Le CDH est fondé sur une approche universelle des droits de l’homme et a pour rôle de s’attaquer aux problèmes touchant aux droits de l’homme partout dans le monde. En même temps, il cherche à établir des systèmes aux niveaux, national, régional et international pour garantir le plein exercice des droits énoncés dans la Déclaration universelle des droits de l’homme, dans les traités internationaux des droits de l’homme et dans d’autres instruments concernant les droits de l’homme. Une approche universelle des droits de l’homme est liée de manière inextricable à la participation universelle des États membres à ses travaux.

Coïncidant avec son dixième anniversaire, le 13 juin 2016, le CDH a tenu sa première réunion universelle. Ce jour-là, les 193 États membres des Nations Unies étaient présents au CDH dans la salle des Droits de l’homme et de l’alliance des civilisations (salle XX), qui porte bien son nom, au Palais des Nations. Pourquoi était-ce un moment historique pour le Conseil ? Parce que deux catégories d’États, c’est-à-dire les pays les moins développés et les petits états insulaires en développement, qui font face à beaucoup de difficultés pour participer aux travaux du CDH, étaient tous présents, en dépit des obstacles qu’ils ont à surmonter pour pouvoir participer.

L’un des plus gros problèmes est la grande distance géographique entre Genève et la plupart des PMA et PEID. Les très longues durées de voyages, les ressources nécessaires au voyage et les autres frais sont des obstacles réels à leur participation aux travaux du CDH. C’est important de rappeler également que 12 des PMA et PEID n’ont pas de missions permanentes à Genève. Ceux qui sont sans représentation trouvent difficile, voire impossible, de participer aux sessions du Conseil.

Mais les obstacles ne sont pas insurmontables. En mars 2012, le CDH a décidé à l’unanimité d’établir un Fonds d’affectation spéciale d’assistance technique volontaire à l’appui de la participation des pays les moins avancés et des petits États insulaires en développement dans les travaux du Conseil des droits de l’homme (résolution 19/26). Le Fonds d’affectation spéciale pour les PMA et PEID, administré par le HCDH, apporte le financement, la création de capacités et la formation essentiels pour soutenir la participation de ces États.

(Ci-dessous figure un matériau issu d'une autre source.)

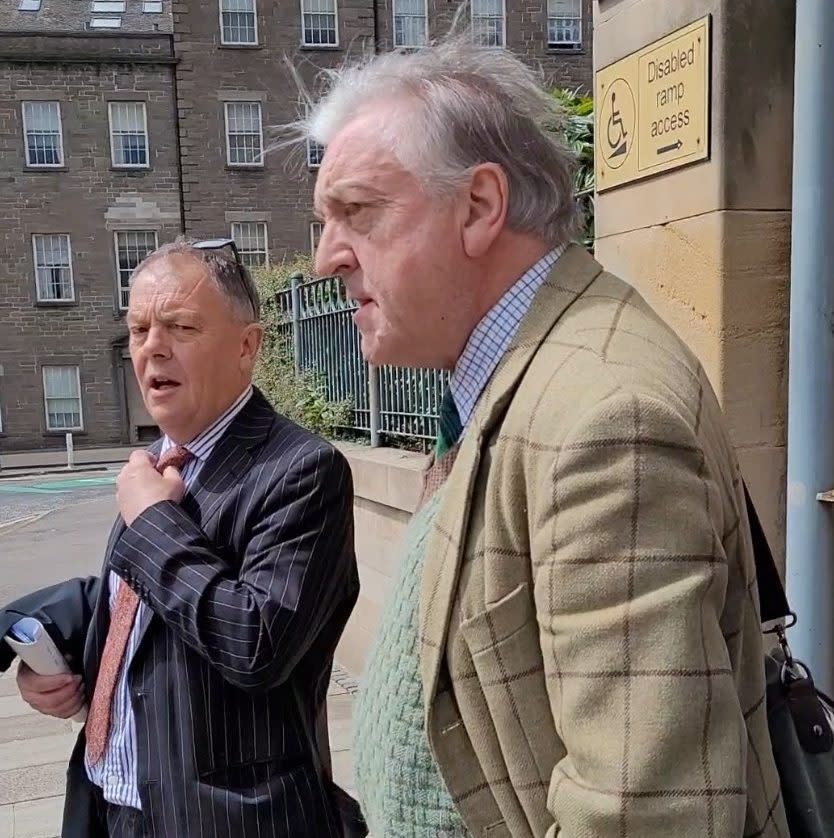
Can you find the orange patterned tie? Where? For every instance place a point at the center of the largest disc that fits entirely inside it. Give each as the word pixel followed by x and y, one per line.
pixel 122 616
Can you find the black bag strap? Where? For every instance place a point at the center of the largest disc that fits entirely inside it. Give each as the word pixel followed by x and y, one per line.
pixel 773 601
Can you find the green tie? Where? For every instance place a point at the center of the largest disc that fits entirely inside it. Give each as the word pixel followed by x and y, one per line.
pixel 449 427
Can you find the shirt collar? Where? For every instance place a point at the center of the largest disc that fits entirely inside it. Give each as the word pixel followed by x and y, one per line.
pixel 203 444
pixel 492 337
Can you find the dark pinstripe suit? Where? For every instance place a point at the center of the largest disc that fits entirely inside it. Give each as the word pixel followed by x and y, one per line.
pixel 251 581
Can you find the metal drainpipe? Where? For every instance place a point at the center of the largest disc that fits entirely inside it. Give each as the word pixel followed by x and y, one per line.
pixel 810 522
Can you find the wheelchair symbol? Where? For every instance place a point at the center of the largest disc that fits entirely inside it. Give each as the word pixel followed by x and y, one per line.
pixel 619 127
pixel 619 144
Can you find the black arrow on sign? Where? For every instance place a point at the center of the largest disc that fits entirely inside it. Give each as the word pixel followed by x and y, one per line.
pixel 667 148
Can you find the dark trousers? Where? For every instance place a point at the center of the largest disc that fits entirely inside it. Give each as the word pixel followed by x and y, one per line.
pixel 124 822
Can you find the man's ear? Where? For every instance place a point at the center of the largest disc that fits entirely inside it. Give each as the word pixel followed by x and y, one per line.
pixel 251 344
pixel 488 197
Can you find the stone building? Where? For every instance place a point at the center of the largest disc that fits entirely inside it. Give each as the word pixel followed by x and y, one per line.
pixel 126 122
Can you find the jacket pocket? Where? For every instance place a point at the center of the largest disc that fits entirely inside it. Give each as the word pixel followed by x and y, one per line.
pixel 506 652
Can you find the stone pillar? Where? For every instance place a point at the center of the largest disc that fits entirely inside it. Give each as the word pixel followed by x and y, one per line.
pixel 708 245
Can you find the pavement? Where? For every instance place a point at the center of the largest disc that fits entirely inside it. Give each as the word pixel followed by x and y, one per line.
pixel 54 527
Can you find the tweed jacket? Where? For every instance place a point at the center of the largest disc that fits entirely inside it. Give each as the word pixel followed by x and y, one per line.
pixel 591 653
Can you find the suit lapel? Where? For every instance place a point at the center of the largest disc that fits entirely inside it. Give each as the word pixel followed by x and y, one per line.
pixel 570 277
pixel 100 623
pixel 229 460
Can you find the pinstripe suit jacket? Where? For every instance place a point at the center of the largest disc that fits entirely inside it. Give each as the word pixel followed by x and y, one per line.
pixel 591 651
pixel 250 581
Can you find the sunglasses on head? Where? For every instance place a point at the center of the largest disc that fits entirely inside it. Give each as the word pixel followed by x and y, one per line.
pixel 219 244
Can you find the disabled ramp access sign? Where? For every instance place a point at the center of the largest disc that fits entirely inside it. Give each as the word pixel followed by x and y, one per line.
pixel 653 108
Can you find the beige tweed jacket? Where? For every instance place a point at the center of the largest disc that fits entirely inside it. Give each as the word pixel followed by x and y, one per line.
pixel 591 651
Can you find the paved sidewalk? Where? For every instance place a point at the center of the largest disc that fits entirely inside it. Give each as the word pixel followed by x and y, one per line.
pixel 34 750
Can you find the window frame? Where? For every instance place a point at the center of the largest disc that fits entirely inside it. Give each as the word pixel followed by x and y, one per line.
pixel 313 246
pixel 80 426
pixel 224 42
pixel 116 233
pixel 394 27
pixel 29 165
pixel 503 44
pixel 570 46
pixel 241 250
pixel 259 164
pixel 309 45
pixel 144 107
pixel 47 300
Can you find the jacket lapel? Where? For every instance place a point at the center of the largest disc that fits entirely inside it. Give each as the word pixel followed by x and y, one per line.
pixel 229 460
pixel 570 277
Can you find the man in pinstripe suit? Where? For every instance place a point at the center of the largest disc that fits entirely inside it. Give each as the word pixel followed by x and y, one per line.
pixel 206 645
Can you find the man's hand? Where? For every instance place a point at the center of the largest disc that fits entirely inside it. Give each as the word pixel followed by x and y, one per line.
pixel 140 486
pixel 61 696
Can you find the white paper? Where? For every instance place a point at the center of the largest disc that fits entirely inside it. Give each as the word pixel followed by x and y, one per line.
pixel 33 645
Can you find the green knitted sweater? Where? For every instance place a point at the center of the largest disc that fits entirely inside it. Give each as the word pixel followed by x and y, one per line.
pixel 399 786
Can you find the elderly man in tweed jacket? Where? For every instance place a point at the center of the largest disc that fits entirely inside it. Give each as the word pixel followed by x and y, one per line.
pixel 572 647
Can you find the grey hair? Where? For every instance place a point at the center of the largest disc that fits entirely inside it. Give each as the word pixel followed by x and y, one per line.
pixel 474 106
pixel 233 280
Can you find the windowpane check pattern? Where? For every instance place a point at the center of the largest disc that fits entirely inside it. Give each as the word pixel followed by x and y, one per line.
pixel 53 268
pixel 238 22
pixel 62 398
pixel 244 134
pixel 320 22
pixel 564 23
pixel 42 127
pixel 128 134
pixel 250 238
pixel 132 246
pixel 488 22
pixel 410 23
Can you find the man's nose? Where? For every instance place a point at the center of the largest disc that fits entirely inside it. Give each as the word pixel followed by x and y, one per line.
pixel 158 342
pixel 334 255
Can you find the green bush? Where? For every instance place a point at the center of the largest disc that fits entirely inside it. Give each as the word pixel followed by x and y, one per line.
pixel 298 396
pixel 579 136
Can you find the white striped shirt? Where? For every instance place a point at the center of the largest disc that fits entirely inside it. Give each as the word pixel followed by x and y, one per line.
pixel 116 773
pixel 491 338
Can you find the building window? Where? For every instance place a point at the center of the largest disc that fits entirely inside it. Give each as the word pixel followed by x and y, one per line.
pixel 238 22
pixel 320 23
pixel 129 135
pixel 250 238
pixel 564 23
pixel 62 399
pixel 132 246
pixel 316 229
pixel 488 22
pixel 244 134
pixel 53 268
pixel 410 23
pixel 42 131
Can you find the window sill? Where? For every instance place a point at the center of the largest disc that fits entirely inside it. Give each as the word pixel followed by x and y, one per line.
pixel 56 303
pixel 551 48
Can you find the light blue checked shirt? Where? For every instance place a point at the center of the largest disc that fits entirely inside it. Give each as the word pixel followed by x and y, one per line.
pixel 115 773
pixel 492 336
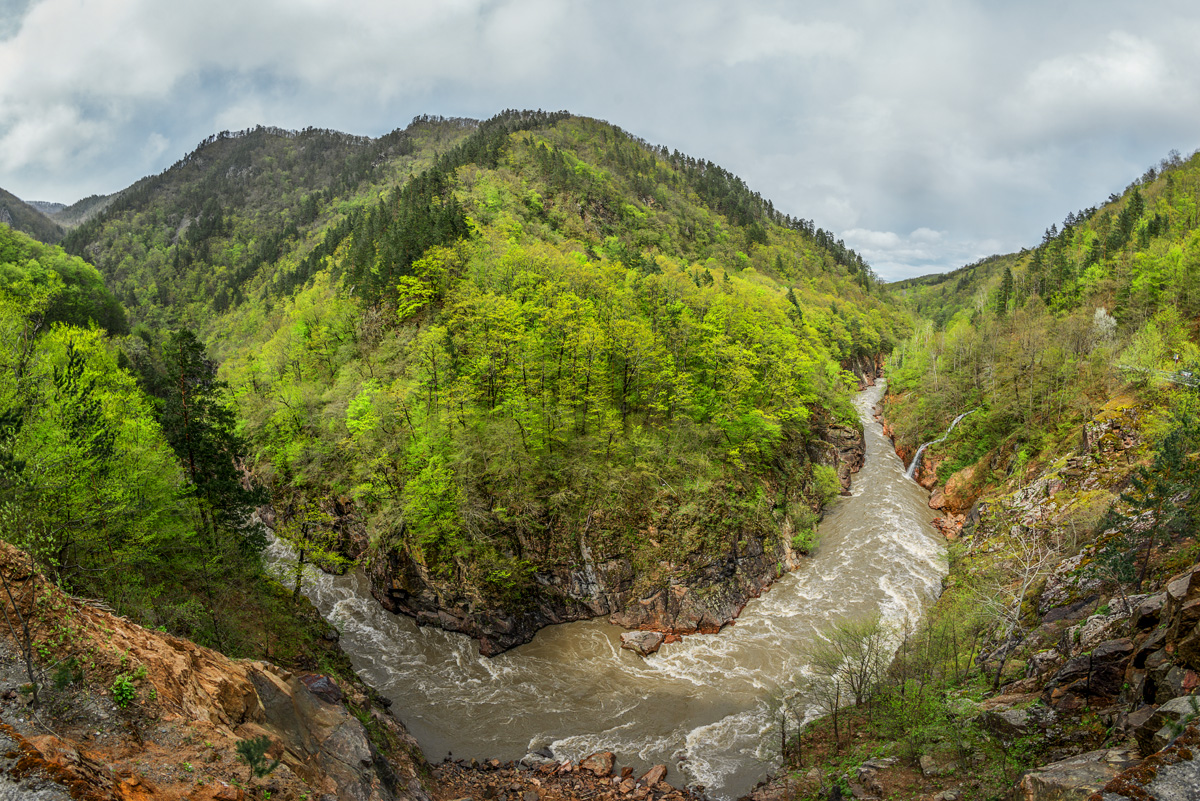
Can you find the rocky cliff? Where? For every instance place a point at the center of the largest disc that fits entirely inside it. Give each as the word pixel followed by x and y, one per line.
pixel 126 712
pixel 1087 686
pixel 685 590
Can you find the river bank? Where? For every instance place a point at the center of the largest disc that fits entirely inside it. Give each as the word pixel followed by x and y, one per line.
pixel 705 706
pixel 1044 678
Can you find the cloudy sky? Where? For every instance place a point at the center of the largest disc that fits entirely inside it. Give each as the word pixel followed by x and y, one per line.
pixel 925 133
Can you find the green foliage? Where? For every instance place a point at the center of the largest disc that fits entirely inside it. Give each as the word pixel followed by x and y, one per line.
pixel 481 336
pixel 826 482
pixel 1159 505
pixel 124 691
pixel 28 220
pixel 76 289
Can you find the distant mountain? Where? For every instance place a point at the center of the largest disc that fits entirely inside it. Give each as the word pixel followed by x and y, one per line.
pixel 47 208
pixel 485 341
pixel 210 224
pixel 21 216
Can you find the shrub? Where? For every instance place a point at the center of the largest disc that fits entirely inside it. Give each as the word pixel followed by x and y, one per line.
pixel 124 691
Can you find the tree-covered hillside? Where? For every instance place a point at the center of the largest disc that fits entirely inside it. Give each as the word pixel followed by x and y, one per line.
pixel 21 216
pixel 119 493
pixel 1041 339
pixel 485 342
pixel 184 246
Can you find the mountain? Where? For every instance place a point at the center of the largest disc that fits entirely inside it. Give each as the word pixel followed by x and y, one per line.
pixel 532 368
pixel 23 217
pixel 183 246
pixel 46 206
pixel 1041 339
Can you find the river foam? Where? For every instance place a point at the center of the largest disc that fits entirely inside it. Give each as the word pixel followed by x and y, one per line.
pixel 705 706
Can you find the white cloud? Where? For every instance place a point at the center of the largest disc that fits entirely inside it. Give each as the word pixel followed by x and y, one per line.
pixel 757 37
pixel 970 125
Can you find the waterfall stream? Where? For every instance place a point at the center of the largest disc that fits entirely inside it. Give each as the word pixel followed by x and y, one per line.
pixel 703 706
pixel 911 473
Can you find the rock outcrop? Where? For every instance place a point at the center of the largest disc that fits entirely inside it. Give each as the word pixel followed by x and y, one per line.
pixel 697 592
pixel 185 696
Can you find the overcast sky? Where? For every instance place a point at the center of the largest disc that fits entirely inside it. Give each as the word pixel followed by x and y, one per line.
pixel 925 133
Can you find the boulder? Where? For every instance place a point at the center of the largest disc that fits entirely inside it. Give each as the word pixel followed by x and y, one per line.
pixel 642 643
pixel 934 765
pixel 1006 723
pixel 1097 674
pixel 937 499
pixel 1173 775
pixel 600 764
pixel 1149 612
pixel 1077 777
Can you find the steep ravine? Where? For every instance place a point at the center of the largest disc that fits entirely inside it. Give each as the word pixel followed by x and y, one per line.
pixel 702 591
pixel 701 705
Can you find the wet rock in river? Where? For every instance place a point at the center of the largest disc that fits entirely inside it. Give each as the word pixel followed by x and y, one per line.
pixel 642 643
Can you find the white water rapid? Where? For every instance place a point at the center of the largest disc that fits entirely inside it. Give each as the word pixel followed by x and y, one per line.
pixel 703 705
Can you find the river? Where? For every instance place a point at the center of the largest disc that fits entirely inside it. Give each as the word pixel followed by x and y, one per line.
pixel 702 705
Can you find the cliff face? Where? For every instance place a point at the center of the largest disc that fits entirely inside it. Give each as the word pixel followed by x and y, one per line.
pixel 1101 673
pixel 126 712
pixel 700 590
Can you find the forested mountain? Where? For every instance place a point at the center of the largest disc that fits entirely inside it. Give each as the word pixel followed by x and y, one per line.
pixel 1041 339
pixel 475 344
pixel 79 211
pixel 21 216
pixel 185 245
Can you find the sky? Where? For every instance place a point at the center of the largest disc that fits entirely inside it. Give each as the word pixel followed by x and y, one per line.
pixel 927 133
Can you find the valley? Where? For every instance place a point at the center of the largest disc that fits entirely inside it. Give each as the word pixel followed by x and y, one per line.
pixel 433 417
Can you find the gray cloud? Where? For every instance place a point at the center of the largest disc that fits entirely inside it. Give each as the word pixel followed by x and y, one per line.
pixel 927 136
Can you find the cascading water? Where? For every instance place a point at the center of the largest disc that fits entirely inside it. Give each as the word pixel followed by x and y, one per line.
pixel 911 473
pixel 703 705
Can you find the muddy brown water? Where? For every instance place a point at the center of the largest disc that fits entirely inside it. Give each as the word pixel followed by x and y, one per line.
pixel 703 706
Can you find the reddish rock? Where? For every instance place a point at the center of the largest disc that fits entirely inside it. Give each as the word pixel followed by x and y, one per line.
pixel 653 776
pixel 642 643
pixel 937 500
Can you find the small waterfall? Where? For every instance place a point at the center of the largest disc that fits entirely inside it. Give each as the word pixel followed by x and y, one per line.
pixel 921 451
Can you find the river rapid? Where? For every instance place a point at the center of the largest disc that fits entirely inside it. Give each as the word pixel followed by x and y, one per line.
pixel 703 706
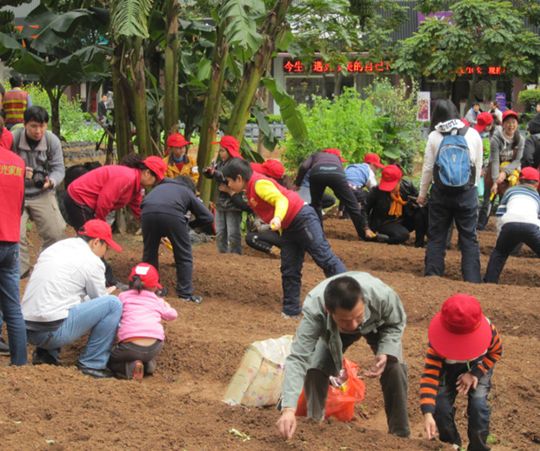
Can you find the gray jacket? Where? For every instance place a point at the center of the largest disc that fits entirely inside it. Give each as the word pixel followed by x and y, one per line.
pixel 50 160
pixel 318 334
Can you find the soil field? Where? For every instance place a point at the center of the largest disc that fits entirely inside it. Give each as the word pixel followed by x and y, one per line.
pixel 180 407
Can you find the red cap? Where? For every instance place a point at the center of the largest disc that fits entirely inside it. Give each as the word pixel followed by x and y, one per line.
pixel 483 120
pixel 96 228
pixel 177 140
pixel 336 152
pixel 510 113
pixel 148 274
pixel 157 166
pixel 231 144
pixel 390 177
pixel 530 173
pixel 374 159
pixel 460 331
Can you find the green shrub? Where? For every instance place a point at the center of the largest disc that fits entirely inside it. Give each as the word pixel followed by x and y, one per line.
pixel 348 123
pixel 384 123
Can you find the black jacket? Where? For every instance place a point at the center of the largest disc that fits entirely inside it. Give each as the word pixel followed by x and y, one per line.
pixel 379 202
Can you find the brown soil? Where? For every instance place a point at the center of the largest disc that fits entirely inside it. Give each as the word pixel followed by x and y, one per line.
pixel 181 408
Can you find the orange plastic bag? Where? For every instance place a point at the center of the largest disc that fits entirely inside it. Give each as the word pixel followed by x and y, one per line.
pixel 340 401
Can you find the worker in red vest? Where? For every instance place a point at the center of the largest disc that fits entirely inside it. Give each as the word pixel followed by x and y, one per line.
pixel 16 101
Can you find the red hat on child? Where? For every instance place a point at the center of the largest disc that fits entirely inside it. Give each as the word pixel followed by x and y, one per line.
pixel 390 177
pixel 157 166
pixel 97 228
pixel 177 140
pixel 483 120
pixel 147 273
pixel 336 152
pixel 460 331
pixel 374 159
pixel 231 144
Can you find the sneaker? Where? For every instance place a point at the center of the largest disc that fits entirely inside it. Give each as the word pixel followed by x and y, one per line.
pixel 41 356
pixel 293 317
pixel 94 372
pixel 4 347
pixel 192 298
pixel 137 370
pixel 162 292
pixel 150 367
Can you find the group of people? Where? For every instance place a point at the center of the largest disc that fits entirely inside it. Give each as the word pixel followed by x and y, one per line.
pixel 125 331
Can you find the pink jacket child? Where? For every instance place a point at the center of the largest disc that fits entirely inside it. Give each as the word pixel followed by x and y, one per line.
pixel 140 333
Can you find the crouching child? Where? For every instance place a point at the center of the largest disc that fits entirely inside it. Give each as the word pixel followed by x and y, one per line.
pixel 301 229
pixel 140 333
pixel 463 349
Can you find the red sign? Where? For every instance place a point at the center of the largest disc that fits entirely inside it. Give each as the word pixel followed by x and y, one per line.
pixel 321 67
pixel 480 70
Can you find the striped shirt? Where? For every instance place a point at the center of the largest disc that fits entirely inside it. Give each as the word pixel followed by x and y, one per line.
pixel 434 370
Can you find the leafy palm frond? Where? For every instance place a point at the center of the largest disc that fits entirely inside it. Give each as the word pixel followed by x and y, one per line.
pixel 130 17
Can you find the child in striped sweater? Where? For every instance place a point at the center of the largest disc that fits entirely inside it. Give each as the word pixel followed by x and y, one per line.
pixel 463 349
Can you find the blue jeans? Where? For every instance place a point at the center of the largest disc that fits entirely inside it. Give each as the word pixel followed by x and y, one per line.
pixel 462 207
pixel 304 234
pixel 478 411
pixel 99 317
pixel 228 234
pixel 10 305
pixel 511 235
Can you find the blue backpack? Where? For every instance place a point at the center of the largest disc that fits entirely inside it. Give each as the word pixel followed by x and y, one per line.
pixel 453 168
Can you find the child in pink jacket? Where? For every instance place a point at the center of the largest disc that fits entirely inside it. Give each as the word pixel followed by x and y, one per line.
pixel 140 333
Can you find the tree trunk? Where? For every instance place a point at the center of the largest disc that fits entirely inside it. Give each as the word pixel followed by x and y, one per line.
pixel 254 70
pixel 170 102
pixel 212 107
pixel 122 123
pixel 137 82
pixel 54 100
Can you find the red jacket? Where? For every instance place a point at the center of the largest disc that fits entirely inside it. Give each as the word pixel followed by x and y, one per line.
pixel 108 188
pixel 12 188
pixel 265 210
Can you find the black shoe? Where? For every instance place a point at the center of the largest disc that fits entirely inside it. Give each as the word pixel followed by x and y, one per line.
pixel 41 356
pixel 162 292
pixel 93 372
pixel 192 298
pixel 4 347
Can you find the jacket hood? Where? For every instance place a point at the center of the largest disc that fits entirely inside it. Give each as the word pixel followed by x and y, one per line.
pixel 445 127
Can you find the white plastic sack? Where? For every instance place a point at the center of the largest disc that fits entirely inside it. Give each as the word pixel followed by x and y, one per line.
pixel 257 382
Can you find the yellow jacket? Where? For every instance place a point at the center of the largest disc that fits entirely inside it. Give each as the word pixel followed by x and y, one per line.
pixel 190 168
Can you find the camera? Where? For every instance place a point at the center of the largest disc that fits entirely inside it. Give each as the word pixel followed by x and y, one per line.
pixel 39 177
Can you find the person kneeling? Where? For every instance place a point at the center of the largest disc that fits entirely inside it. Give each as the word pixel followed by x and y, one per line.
pixel 140 334
pixel 65 273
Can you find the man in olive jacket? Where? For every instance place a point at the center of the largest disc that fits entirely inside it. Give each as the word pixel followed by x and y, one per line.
pixel 338 312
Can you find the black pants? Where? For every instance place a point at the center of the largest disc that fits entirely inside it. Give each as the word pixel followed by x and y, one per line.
pixel 511 235
pixel 462 207
pixel 333 177
pixel 123 354
pixel 158 225
pixel 263 241
pixel 77 214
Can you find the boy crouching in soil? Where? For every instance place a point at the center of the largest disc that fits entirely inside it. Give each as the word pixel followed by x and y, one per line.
pixel 463 348
pixel 301 228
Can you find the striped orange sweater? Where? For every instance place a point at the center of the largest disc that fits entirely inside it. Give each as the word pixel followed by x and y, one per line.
pixel 433 369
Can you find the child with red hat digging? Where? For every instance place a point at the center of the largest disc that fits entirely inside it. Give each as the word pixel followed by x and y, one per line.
pixel 177 159
pixel 140 333
pixel 228 215
pixel 300 227
pixel 463 349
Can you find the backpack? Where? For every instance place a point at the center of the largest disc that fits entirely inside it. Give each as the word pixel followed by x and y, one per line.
pixel 453 169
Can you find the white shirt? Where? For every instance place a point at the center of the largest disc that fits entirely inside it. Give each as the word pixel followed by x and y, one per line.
pixel 63 276
pixel 432 147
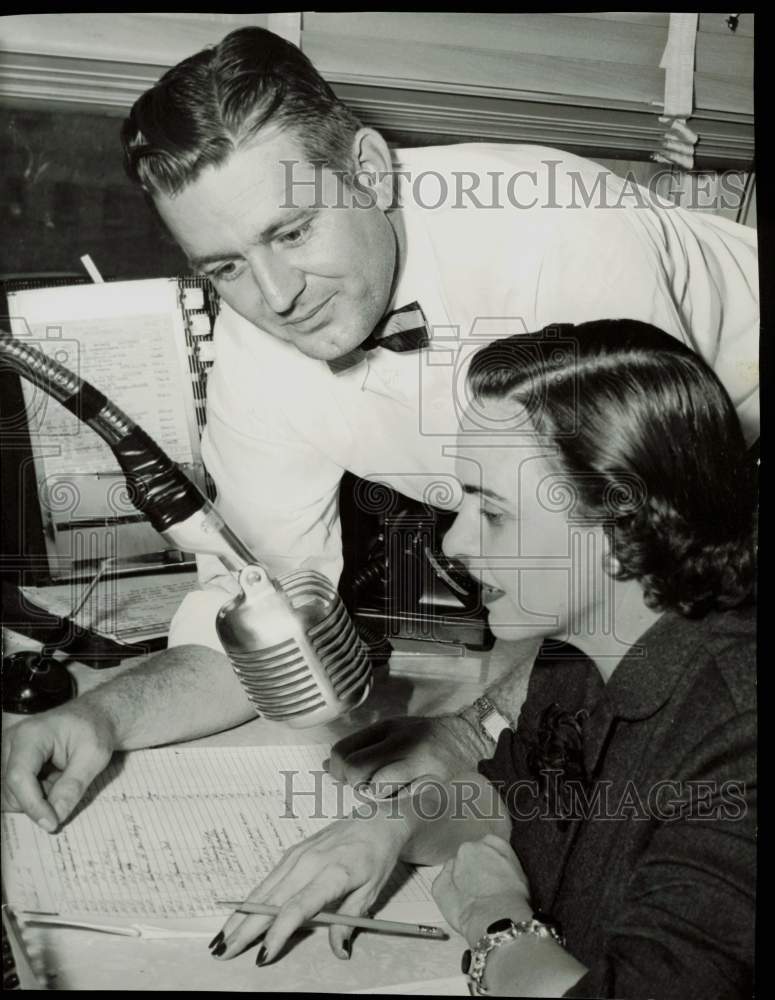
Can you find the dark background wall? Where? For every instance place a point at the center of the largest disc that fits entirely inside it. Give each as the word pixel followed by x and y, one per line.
pixel 65 193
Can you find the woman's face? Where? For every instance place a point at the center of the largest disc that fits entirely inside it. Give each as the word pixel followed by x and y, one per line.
pixel 519 532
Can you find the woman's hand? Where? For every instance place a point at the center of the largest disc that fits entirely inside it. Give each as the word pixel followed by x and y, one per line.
pixel 344 866
pixel 483 882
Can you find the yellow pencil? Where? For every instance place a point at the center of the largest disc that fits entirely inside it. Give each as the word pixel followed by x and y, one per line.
pixel 343 919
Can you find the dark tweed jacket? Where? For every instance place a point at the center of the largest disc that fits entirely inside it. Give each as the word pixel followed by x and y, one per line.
pixel 645 852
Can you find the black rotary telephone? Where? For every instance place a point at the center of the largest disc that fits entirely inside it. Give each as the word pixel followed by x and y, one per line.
pixel 396 582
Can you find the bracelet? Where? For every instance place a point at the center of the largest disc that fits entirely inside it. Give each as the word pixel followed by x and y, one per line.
pixel 490 721
pixel 500 932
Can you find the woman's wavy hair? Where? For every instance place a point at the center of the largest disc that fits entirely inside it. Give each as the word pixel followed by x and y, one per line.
pixel 217 100
pixel 650 444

Le Fonds était essentiel pour garantir la participation de nombreux PMA et PEID à la réunion universelle de juin 2016 au CDH. Comme l’a fait remarquer S.E. l’ambassadeur Alexandre Fasel, ancien Représentant permanent de la Suisse, quand il parlait à ces délégués, en déclarant : « Votre présence à Genève, rendue possible par le Fonds d’affectation spéciale pour les PMA et les PEID, est, à mon avis, une contribution absolument remarquable au dixième anniversaire. »

Le Fonds d’affectation spéciale pour les PMA et les PEID : comment ça marche

Michael Møller, directeur général de l’ONUG, précise que le Fonds est « un outil très important qui nous permet à tous de bénéficier de l’interaction, ici à Genève, avec les États membres et des gens de tous les coins du monde. » [1]

Le Fonds a facilité un partenariat unique entre le HCDH, le CDH, et les États donneurs et bénéficiaires.

Le Fonds prévient les PMA, PEID et leurs organisations régionales des sessions du CDH à venir. Pour accéder au Fonds, les PMA et PEID proposent des candidats pour être délégués à une session du CDH ou pour bénéficier d’une bourse. On donne priorité aux PMA et PEID qui n’ont pas de représentation permanente à Genève. Les délégués reçoivent la formation en ligne pré-PMA et PEID sur le HRC, les instruments juridiques appropriés et les mécanismes du CDH. Ils reçoivent aussi une formation initiale à leur arrivée à Genève.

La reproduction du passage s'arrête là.